3 C’est cette voix – la voix narrative – que, peut-être inconsidérément, peut-être avec raison, j’entends dans le récit de Marguerite Duras, celui que j’ai évoqué tout à l’heure. La nuit à jamais sans aurore – cette salle de bal où est survenu l’événement indescriptible que l’on ne peut se rappeler et qu’on ne peut oublier, mais que l’oubli retient – le désir nocturne de se retourner pour voir ce qui n’appartient ni au visible ni à l’invisible, c’est-à-dire de se tenir, un instant, par le regard, au plus près de l’étrangeté, là où le mouvement se montrer/se cacher a perdu sa force rectrice – puis le besoin (léterne voeu humain) de faire assumer par un autre, de vivre à nouveau dans un autre, un tiers, le rapport duel,, fasciné, indifférent, irréductible à toute médiation, rapport  neutre, même s’il implique le vide infini du désir – enfin l’imminent certitude que ce qui a lieu une fois, tours recommencera, toujours se trahira et se refusera : telles sont bien, il me sembles les « coordonnées » de l’espace narratif, ce cercle où, entrant, nous entrons incessamment dans le dehors.
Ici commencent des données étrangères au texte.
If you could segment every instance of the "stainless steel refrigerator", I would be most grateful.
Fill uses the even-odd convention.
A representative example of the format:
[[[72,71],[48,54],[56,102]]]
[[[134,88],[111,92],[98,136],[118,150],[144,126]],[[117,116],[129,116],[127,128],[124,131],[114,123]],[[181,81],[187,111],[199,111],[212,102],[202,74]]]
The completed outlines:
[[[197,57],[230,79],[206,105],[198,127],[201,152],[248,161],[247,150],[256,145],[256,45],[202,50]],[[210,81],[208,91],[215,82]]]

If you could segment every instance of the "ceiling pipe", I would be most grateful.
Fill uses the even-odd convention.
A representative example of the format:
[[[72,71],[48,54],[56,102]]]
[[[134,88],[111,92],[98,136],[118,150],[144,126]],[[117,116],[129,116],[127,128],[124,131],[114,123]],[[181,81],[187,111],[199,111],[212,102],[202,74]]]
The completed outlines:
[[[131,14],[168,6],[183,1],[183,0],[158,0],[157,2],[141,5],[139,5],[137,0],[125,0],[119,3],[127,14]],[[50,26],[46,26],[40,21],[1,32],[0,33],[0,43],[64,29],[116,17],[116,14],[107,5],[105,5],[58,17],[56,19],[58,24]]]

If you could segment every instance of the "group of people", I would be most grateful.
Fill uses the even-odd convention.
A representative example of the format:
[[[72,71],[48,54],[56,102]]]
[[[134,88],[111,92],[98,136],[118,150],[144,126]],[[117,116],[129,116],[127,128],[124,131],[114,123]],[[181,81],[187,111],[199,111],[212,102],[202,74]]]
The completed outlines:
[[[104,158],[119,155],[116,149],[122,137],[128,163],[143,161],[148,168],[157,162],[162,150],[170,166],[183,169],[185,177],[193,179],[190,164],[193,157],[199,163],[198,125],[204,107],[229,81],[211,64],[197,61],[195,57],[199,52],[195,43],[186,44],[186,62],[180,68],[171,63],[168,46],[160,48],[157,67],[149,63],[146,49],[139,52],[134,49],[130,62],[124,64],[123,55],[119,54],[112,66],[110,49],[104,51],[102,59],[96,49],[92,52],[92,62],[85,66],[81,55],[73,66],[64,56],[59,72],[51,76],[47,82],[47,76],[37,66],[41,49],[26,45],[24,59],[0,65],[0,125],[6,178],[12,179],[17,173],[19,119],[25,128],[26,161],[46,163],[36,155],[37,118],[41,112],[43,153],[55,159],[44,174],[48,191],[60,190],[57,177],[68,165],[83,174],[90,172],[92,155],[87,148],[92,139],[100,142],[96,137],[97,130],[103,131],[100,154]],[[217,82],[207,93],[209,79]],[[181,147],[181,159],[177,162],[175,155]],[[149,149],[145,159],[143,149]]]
Mais ici, qui raconte ? Non pas le rapporteur, celui qui prend formellement – du reste un peu honteusement – la parole, et à la vérité l’usurpe, au point de nous apparaître comme un intrus, mais celle qui ne peut raconter parce qu’elle porte – c’est sa sagesse, c’est sa folie – le tourment de l’impossible narration, se sachant (d’un savoir fermé, antérieur à la scission raison/déraison) la mesure de ce dehors où, accédant, nous risquons de tomber sous l’attrait d’une parole tout à fait extérieure : la pure extravagance.